Kto nie był na meczu, niech żałuje. Pogoń Baltica Szczecin po bardzo emocjonującym i naprawdę dobrym spotkaniu w swoim wykonaniu pokonała MKS Selgros Lublin 25:21. Te zawody były niczym na wagę złota, a dwa punkty pozwoliły złapać gospodynim oddech. Po meczu jedna z bohaterek spotkania, Adrianna Płaczek, powiedziała, że ten mecz będzie dla jej zespołu 'kopniakiem do przodu'. Oby, bo już w środę kolejne arcyważne starcie w Elblągu ze Startem. Adriana Struzika (na zdj. obok) czeka kolejna ciężka praca do wykonania. Czy znów opłacalna?
Swego rodzaju wydarzeniem był też powrót na ligowy parkiet Iwony Niedźwiedź. Środkowa rozgrywająca rozpoczęła mecz w pierwszej siódemce MKS-u i otworzyła wynik zawodów. Mistrzynie Polski lepiej weszły w spotkanie. Ich rywalki w tej fazie zawodów niezwykle często myliły się w końcowej fazie akcji. Nie mógł dziwić fakt, że po 9 minutach tablica świetlna wskazała stan 1:5. 'Ratunkiem' dla Pogoni Baltica była Adrianna Płaczek.

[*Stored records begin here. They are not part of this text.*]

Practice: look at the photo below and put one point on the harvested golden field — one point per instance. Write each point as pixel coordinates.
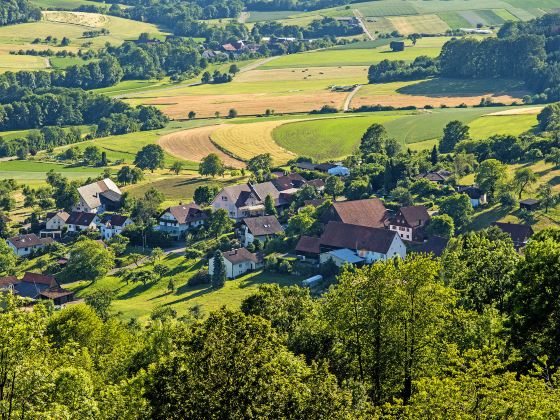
(249, 140)
(335, 75)
(194, 145)
(245, 104)
(92, 20)
(427, 24)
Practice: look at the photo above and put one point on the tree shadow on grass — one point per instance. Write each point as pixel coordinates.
(140, 288)
(441, 87)
(485, 218)
(205, 290)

Bardzo dużo pochwał zbierała także Weronika Gawlik. Zdecydowana poprawa w grze gospodyń nastąpiła po czasie dla trenera Adriana Struzika (6:5). Lepiej funkcjonowała obrona i, co ważniejsze, ofensywa. Kilka przechwytów pozwoliło szczeciniankom wyprowadzić kontrę w pierwsze i drugie tempo. Dzięki temu elementowi w 22. minucie zrobiło się już 9:6. Neven Hrupec nie zareagował, a lublinianek wcale to nie podłamało. Remis stał się faktem za sprawą Dagmary Nocuń. Niemniej na przerwę wicemistrzynie ponownie wypracowały sobie zapas 3 trafień. O ile w pierwszej połowie Moniky Bancilon nie szło zbyt dobrze, tak na początku drugiej rozpoczęła budowanie przewagi miejscowego klubu. W krótkim czasie zdobyła aż trzy bramki, a rezultat zmienił się na 16:10. Przyjezdne starały się podkręcić tempo, ale nie dało się nie wyczuć u nich lekkiego zdenerwowania. Ten stan pogłębiło upomnienie indywidualne dla Joanny Drabik. W 40. minucie popis dała Płaczek. Najpierw wybroniła zespół w trudnej sytuacji, a potem oddała rzut przez cały parkiet i podwyższyła wynik na 18:12 (po 40. min.). MKS miał problem. Im bliżej było końcowego gwizdka, tym szczecinianki przybliżały się do wygranej. Trzeba jednak oddać, że MKS Selgros starał się być bardzo aktywny w obronie. Przy niecelnych rzutach rywalek z dystansu można było jeszcze odmienić stan rywalizacji. Dobrą zmianę dała Aleksandra Rosiak. Za to z urazem zeszła Bancilon. Zapaliło się więc światełko w tunelu. W 53. minucie przewaga Pogoni Baltica stopniała do trzech bramek (22:19). Mistrzynie Polski zaryzykowały wówczas grę w siedmiu w polu. 'Plaster' od Agnieszki Kowalskiej otrzymała Bancilon. To wszystko było za mało. Wicemistrzynie wygrały i wróciły do gry o czołówkę Superligi.